Von Roswitha Fitzinger, 14. November 2020, 00:04 Uhr
Hauptsache gesund?
Bild: colourbox.de

Ein gesundes, langes Leben ist, was wir uns alle wünschen. Gesundheit wünschen wir anderen an Geburtstagen, zum Jahreswechsel, zu Jubiläen und ein "bleib gesund" ersetzt gerade herkömmliche Grußformeln jeglicher Art. Aber was ist Gesundheit überhaupt, und was, wenn sie einem abhandenkommt?
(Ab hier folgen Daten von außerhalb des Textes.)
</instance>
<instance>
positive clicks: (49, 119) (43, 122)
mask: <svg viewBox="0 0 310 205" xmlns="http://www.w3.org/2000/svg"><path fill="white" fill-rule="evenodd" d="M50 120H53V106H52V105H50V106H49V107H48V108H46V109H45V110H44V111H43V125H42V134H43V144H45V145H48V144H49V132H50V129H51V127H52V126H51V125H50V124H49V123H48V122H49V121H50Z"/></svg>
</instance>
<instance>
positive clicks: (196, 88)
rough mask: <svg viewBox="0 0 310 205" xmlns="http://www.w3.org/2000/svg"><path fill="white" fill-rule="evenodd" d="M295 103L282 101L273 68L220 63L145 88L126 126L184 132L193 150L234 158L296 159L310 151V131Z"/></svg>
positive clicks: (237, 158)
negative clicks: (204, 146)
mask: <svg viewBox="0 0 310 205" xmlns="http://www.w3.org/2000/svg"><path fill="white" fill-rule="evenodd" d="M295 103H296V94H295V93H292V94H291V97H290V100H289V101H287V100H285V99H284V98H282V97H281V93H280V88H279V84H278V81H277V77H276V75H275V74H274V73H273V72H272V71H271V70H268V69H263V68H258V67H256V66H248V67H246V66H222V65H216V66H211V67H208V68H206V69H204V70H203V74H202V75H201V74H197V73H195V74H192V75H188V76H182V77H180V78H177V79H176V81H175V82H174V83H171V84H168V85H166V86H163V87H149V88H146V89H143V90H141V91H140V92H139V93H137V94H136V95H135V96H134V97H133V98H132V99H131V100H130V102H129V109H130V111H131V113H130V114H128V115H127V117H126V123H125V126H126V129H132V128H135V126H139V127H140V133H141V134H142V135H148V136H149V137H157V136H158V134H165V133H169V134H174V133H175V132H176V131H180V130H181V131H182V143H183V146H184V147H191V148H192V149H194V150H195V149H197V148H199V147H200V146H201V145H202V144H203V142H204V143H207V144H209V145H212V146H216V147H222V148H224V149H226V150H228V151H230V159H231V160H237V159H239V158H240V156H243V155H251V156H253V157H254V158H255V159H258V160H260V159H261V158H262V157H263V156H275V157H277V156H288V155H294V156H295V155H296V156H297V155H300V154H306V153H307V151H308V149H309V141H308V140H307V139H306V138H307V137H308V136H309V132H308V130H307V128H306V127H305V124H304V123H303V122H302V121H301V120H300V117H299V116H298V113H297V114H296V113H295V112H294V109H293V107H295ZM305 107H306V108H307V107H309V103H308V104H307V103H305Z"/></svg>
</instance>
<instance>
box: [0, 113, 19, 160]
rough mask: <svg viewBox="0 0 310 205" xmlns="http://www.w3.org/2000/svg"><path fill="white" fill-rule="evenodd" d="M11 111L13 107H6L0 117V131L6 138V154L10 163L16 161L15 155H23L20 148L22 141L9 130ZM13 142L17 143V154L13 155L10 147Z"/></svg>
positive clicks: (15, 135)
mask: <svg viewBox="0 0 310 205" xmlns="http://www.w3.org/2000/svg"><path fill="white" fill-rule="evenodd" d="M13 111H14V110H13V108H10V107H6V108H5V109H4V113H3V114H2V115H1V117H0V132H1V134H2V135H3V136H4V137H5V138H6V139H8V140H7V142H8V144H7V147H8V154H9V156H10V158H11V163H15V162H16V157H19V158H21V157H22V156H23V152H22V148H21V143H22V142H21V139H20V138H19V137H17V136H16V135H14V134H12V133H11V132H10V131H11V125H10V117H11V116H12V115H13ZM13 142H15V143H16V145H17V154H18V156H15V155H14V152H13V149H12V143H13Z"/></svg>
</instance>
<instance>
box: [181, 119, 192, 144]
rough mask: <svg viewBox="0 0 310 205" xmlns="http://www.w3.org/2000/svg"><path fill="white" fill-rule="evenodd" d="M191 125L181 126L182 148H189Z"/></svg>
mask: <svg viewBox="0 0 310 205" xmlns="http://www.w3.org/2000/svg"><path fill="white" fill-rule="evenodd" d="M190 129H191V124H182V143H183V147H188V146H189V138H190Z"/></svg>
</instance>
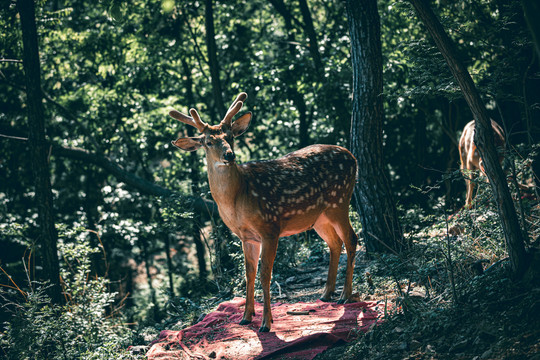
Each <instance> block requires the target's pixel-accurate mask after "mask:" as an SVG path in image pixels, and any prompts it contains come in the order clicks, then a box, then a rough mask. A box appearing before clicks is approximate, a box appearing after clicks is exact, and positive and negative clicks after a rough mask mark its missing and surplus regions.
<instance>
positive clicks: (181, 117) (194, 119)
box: [169, 109, 208, 132]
Philosophen, Gelehrte, Dichter, Geistliche, Schriftsteller, Mediziner, Naturkundler – an der Gesundheit haben sich viele von ihnen gedanklich abgearbeitet, angefangen bei den berühmten altgriechischen Philosophen Aristoteles und Platon. Aristoteles etwa befand, dass niemand körperlich ganz gesund sein könne, wenn es ein Teil seines Lebens nicht sei, und sein Schüler verstand die Gesundheit als Harmonie – und zwar zwischen Leib und Seele. Als etwas Verborgenes betrachtete sie hingegen der deutsche Philosoph Hans-Georg Gadamer – er sprach von ihr als "das Schweigen der Organe". Aber ist man bereits gesund, wenn man nicht krank ist oder nicht weiß, dass man krank ist?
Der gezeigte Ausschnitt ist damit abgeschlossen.